Monday, July 2, 2012

What do the chrysanthemums represent in "Odour of Chrysanthemums" by D. H. Lawrence?

 As the protagonist in “The Odour of Chrysanthemums,” the reader follows Elizabeth through one night of her life.  This is the night that changes everything for Elizabeth  forever.


Summary


Elizabeth and her family wait for her husband Walter to come from work.  He does not come home; Elizabeth believes that he is at the local pub.  Eventually, she learns that Walter has been killed in a mine accident.  The story concludes with Elizabeth and Walter’s mother preparing his body for burial.   Elizabeth realizes that she has not been a good wife to Walter because she withheld herself from him.


Chrysanthemums and symbolism


Disillusionment and Dreams



‘…she, suddenly pitiful broke off a twig with three or four flowers and held them again her face.’



Elizabeth is a complex character. When her son finds some flowers  and drop the leaves, Elizabeth tells him to stop because they look nasty.  Yet, she places the flowers against her face.  This gesture shows a soft side of Elizabeth.   She then puts the flower branch in her apron rather than throw it away.


The chrysanthemums represent a dual meaning for Elizabeth.  She loves the flowers, but they last  briefly in the fall. The smell is refreshing sometimes.  


The flowers are beautiful for a time.  Elizabeth keeps them in vases in her house.  Real beauty is fleeting in Elizabeth‘s life because it has not gone the way that she planned.  She had dreams about her marriage and her life.


Now, disillusionment finds its way into her heart and mind.  The town is filled with rats and dirt.  Her husband goes to the pub rather than come home. She is pregnant with a third child.  Nothing is as she thought it would be.

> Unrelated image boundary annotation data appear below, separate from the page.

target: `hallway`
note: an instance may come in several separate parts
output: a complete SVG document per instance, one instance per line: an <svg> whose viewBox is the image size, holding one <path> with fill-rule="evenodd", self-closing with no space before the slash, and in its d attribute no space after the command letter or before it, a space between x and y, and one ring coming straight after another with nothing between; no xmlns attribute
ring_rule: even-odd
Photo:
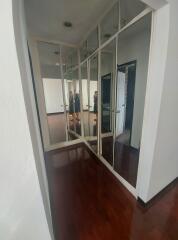
<svg viewBox="0 0 178 240"><path fill-rule="evenodd" d="M143 207L84 144L45 160L56 240L177 240L177 183Z"/></svg>

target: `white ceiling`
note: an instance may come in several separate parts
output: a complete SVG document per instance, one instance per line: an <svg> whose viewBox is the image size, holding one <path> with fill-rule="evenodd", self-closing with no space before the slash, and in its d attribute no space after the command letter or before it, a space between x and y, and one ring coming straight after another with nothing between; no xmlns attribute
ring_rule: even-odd
<svg viewBox="0 0 178 240"><path fill-rule="evenodd" d="M116 0L25 0L27 26L36 37L79 44ZM73 24L72 29L63 26Z"/></svg>

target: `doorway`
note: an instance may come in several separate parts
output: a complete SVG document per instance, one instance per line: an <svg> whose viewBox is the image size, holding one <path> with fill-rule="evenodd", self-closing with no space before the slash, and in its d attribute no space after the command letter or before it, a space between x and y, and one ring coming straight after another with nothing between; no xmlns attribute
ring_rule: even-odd
<svg viewBox="0 0 178 240"><path fill-rule="evenodd" d="M114 143L114 169L134 187L139 160L139 149L132 144L136 65L132 61L117 68Z"/></svg>

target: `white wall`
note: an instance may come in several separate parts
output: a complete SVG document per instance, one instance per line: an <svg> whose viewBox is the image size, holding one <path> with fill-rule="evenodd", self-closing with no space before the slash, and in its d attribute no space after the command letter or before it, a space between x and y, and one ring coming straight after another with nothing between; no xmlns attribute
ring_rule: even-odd
<svg viewBox="0 0 178 240"><path fill-rule="evenodd" d="M18 2L16 1L16 6ZM15 46L12 1L1 1L0 239L50 240Z"/></svg>
<svg viewBox="0 0 178 240"><path fill-rule="evenodd" d="M149 201L178 176L177 0L155 13L137 190Z"/></svg>
<svg viewBox="0 0 178 240"><path fill-rule="evenodd" d="M144 193L143 191L141 191L142 189L140 189L140 195L142 197L145 197L144 200L151 199L153 196L155 196L159 191L161 191L165 186L167 186L170 182L172 182L178 176L178 158L177 158L177 149L178 149L178 135L177 135L177 132L178 132L178 109L177 109L178 28L177 28L177 22L178 22L178 17L177 17L177 11L178 11L178 2L176 0L170 0L170 6L168 5L164 7L159 11L160 13L158 13L158 16L160 17L160 22L159 22L160 28L159 28L159 31L157 32L157 34L159 34L158 35L159 43L157 42L157 44L159 44L159 46L162 45L164 43L165 37L167 37L167 41L166 41L166 45L161 46L162 51L160 49L160 52L157 52L156 55L153 55L153 57L155 57L154 62L156 61L156 59L157 61L164 60L164 66L163 66L164 69L162 70L162 68L158 68L159 71L162 70L162 74L160 78L158 78L159 75L157 74L157 78L154 79L160 84L161 97L159 97L160 94L158 96L152 95L155 101L156 101L156 98L159 97L160 103L159 103L159 109L158 109L159 115L158 115L157 121L154 122L154 124L157 123L157 129L156 129L156 137L154 141L155 144L153 149L153 157L151 158L152 164L151 164L151 170L149 175L149 188L147 193ZM158 19L156 20L158 22ZM164 38L161 38L164 35L166 36ZM166 49L167 51L165 52L165 50L163 49ZM157 90L158 90L158 86L155 86L155 87L157 87ZM152 102L148 104L153 105ZM145 115L146 114L147 113L145 113ZM148 126L148 127L151 127L151 126ZM144 154L144 151L145 149L143 148L142 154Z"/></svg>
<svg viewBox="0 0 178 240"><path fill-rule="evenodd" d="M145 103L150 31L140 31L119 41L118 64L137 60L131 145L140 147Z"/></svg>
<svg viewBox="0 0 178 240"><path fill-rule="evenodd" d="M43 78L46 113L64 112L62 80Z"/></svg>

When her daughter asks to smell the flowers, Elizabeth is short with her. The daughter thinks that the flowers smell wonderful. To the mother, the chrysanthemums represent the good in her life and the bad times that have doused her dreams. Chrysanthemums were in her wedding bouquet, and Walter gave her chrysanthemums when her daughter was born. Those were the good times.

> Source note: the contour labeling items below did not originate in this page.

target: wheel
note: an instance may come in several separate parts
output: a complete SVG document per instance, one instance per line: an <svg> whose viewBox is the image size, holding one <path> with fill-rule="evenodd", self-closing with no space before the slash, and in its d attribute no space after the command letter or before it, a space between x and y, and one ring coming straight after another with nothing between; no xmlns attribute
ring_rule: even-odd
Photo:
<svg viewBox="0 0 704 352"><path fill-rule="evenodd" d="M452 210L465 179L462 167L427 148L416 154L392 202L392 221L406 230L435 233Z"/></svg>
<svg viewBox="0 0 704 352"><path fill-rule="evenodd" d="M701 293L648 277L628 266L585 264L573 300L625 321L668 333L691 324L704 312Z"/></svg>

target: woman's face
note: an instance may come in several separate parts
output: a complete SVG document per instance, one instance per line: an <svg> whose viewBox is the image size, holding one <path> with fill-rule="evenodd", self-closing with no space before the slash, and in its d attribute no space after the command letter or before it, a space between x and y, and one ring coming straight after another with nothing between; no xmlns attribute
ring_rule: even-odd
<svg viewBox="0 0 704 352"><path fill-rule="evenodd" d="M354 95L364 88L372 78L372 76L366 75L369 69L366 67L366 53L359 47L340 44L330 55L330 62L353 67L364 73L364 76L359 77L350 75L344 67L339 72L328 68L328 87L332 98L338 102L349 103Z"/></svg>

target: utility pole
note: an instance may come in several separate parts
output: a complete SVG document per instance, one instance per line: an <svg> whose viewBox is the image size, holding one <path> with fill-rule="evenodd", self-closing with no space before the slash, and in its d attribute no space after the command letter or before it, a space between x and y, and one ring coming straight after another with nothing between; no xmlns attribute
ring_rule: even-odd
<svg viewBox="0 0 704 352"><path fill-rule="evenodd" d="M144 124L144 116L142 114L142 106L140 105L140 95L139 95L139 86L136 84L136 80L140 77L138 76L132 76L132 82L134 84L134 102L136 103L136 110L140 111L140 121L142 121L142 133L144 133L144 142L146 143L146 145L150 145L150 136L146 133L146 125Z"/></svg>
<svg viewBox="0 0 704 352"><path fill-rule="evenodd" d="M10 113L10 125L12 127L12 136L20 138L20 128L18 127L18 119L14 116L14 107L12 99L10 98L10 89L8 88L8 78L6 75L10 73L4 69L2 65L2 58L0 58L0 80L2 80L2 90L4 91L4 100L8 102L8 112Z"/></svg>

On the other hand, the first time that Walter was brought home drunk, he had a brown chrysanthemum in his button hole. Bitterly, she thinks to herself that this is what her life has come: Waiting on a drunken man.


Death


Elizabeth associates death with chrysanthemums.  When she prepares the room for Walter’s body, Elizabeth notices “two vases of pink chrysanthemums.”  By having the chrysanthemums in her parlor, the reader knows that she obviously loves the flowers. Then she declares that the room has the smell of death coming from the flowers.

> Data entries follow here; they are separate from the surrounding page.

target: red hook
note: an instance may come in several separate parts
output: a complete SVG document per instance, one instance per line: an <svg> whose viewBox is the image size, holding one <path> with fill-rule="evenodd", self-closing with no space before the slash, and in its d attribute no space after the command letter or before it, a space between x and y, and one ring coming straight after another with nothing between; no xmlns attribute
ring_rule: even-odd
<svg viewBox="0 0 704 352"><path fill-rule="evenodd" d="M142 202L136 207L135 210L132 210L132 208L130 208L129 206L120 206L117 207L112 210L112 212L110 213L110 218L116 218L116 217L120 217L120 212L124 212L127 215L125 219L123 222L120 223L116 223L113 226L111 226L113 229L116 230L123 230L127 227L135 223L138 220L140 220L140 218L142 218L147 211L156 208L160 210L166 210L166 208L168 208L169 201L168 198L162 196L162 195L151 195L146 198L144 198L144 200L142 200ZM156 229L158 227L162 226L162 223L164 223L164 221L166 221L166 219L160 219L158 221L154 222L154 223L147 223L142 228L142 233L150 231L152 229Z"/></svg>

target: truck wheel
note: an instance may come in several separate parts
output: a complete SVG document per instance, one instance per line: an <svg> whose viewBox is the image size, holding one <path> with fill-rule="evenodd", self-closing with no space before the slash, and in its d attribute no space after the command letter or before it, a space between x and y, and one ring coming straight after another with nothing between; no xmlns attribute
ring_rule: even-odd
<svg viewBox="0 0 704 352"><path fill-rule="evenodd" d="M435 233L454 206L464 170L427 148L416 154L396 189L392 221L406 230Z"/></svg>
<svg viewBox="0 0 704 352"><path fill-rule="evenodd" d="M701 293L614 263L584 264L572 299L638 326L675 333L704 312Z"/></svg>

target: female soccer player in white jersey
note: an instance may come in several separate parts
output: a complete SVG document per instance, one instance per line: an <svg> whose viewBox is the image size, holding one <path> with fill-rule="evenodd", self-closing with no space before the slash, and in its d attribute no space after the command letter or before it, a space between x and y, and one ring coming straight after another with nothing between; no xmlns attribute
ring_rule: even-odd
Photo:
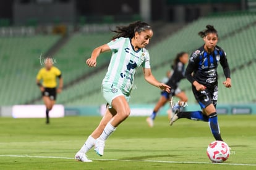
<svg viewBox="0 0 256 170"><path fill-rule="evenodd" d="M108 71L101 84L108 109L98 126L75 154L77 161L92 161L85 153L93 146L98 155L103 155L105 140L130 115L128 100L133 89L134 75L139 67L142 66L147 82L170 92L171 87L157 81L151 72L150 55L145 49L153 36L150 26L139 21L128 26L117 26L113 31L116 33L113 40L95 49L86 61L89 67L96 67L96 59L101 53L112 51Z"/></svg>

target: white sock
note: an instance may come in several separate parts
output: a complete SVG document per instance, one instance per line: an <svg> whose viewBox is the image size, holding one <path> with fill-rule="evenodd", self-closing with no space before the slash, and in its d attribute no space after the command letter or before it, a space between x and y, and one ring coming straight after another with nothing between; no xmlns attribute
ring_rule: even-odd
<svg viewBox="0 0 256 170"><path fill-rule="evenodd" d="M84 145L79 150L79 152L83 152L86 153L89 150L90 150L94 146L95 142L95 139L92 137L91 136L89 136L87 140L85 141Z"/></svg>
<svg viewBox="0 0 256 170"><path fill-rule="evenodd" d="M105 128L103 130L103 132L100 135L100 138L103 140L106 140L108 137L116 131L116 127L114 127L112 124L109 122L106 126Z"/></svg>

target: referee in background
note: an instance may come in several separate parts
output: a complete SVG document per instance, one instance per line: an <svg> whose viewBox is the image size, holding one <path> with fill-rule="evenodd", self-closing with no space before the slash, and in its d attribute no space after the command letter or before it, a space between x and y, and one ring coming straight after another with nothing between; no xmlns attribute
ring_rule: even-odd
<svg viewBox="0 0 256 170"><path fill-rule="evenodd" d="M36 84L38 86L46 107L46 124L49 123L49 111L53 108L56 100L57 93L62 91L63 79L61 71L53 66L54 60L49 57L44 60L45 67L41 68L36 76ZM59 87L57 89L56 78L59 78ZM41 83L41 80L43 83Z"/></svg>

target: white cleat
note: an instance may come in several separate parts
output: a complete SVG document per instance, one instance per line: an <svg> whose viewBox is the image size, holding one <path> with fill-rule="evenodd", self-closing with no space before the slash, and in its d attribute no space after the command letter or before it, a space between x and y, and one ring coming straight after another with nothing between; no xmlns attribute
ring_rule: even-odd
<svg viewBox="0 0 256 170"><path fill-rule="evenodd" d="M105 142L103 140L98 138L95 140L95 146L94 151L95 151L95 152L100 156L103 156Z"/></svg>
<svg viewBox="0 0 256 170"><path fill-rule="evenodd" d="M92 162L92 161L88 159L86 155L82 152L77 152L77 154L75 154L75 160L77 161L80 161L80 162L86 162L86 163Z"/></svg>
<svg viewBox="0 0 256 170"><path fill-rule="evenodd" d="M172 126L173 124L179 119L179 117L177 116L177 113L181 112L181 110L179 108L177 109L175 112L174 112L174 115L173 115L173 117L171 118L170 122L169 122L169 124L170 126Z"/></svg>
<svg viewBox="0 0 256 170"><path fill-rule="evenodd" d="M147 118L146 121L148 123L149 127L152 127L154 126L154 121L150 117Z"/></svg>

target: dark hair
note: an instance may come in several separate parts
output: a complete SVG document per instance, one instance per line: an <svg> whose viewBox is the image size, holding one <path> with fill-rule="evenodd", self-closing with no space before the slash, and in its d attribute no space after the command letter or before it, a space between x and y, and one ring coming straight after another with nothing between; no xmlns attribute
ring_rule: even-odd
<svg viewBox="0 0 256 170"><path fill-rule="evenodd" d="M217 31L217 30L215 30L215 28L214 28L213 25L207 25L206 26L206 28L207 29L204 30L203 30L202 31L200 31L198 33L198 35L201 38L204 38L205 36L206 36L209 33L216 34L217 35L217 37L218 37L218 31Z"/></svg>
<svg viewBox="0 0 256 170"><path fill-rule="evenodd" d="M145 22L137 21L130 23L128 26L117 26L116 30L111 31L117 33L114 35L112 39L120 37L132 38L135 32L140 33L145 30L151 30L151 26Z"/></svg>
<svg viewBox="0 0 256 170"><path fill-rule="evenodd" d="M182 57L182 55L184 55L185 54L187 54L187 52L184 51L182 51L182 52L181 52L177 54L176 57L173 60L173 64L171 65L171 68L175 69L175 68L176 67L177 63L179 62L179 58Z"/></svg>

When the men bring in Walter’s body, one of the men knocks over  the vase of chrysanthemums.The flowers symbolize not only the initiation of her marriage, but now the end of it: her marriage is broken and lost forever.


Elizabeth looks at Walter as she prepares his body for burial and realizes  what she had missed in her marriage.  She did not know him, nor did she give herself to him. She understands how delicate the balance of life is.  Just like the broken vase of flowers that was intentionally broken, her life and marriage had been broken long death of her husband.


Elizabeth blames herself.  Possibly that is why he did not come home each night. She was not there for him. In addition, Elizabeth had been waiting for something.  Instead of living in the moment, she spent her time wishing for something different or something better.